As you clean up, you should periodically save your file and run your code through the tests to make sure that you have not broken it in the process.

Submission

You must submit your work through Gradescope (linked from our Canvas site). In the “Programming Assignment #1” assignment, simply upload file sir.py (do not upload any other file!). Please note:

  • You are allowed to make as many submissions as you want before the deadline.

  • Please make sure you have read and understood our Late Submission Policy

  • Your completeness score is determined solely based on the automated tests, but we may adjust your score if you attempt to pass tests by rote (e.g., by writing code that hard-codes the expected output for each possible test input).
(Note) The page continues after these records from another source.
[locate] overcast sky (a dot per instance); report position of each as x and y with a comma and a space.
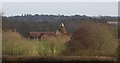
65, 8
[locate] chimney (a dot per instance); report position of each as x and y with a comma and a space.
62, 28
14, 30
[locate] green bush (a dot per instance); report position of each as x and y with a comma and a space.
92, 39
14, 44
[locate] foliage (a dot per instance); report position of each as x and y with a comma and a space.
93, 39
14, 44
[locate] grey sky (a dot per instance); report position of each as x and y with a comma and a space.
65, 8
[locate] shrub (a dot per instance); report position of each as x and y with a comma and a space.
93, 38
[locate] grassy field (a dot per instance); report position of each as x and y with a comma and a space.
14, 44
16, 47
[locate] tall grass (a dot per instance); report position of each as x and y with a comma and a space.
14, 44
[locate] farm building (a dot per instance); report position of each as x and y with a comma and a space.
61, 32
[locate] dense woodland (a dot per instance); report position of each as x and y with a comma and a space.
47, 23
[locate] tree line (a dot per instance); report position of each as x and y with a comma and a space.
48, 23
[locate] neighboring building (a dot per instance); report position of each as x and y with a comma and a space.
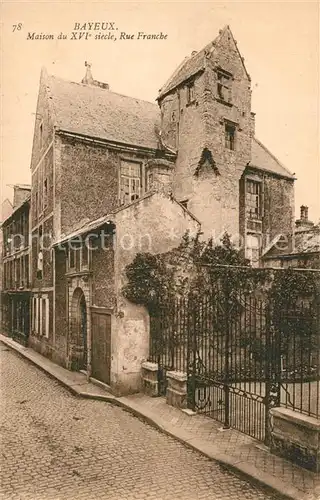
306, 250
228, 179
122, 175
15, 304
6, 210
  • Gradescope will report the test score it obtains when running your code. If there is a discrepancy between the score you get when running our grader script, and the score reported by Gradescope, please let us know so we can take a look at it.

Acknowledgments: This assignment was inspired by a discussion of the SIR model in the book Networks, Crowds, and Markets by Easley and Kleinberg. Emma Nechamkin wrote the original version of this assignment.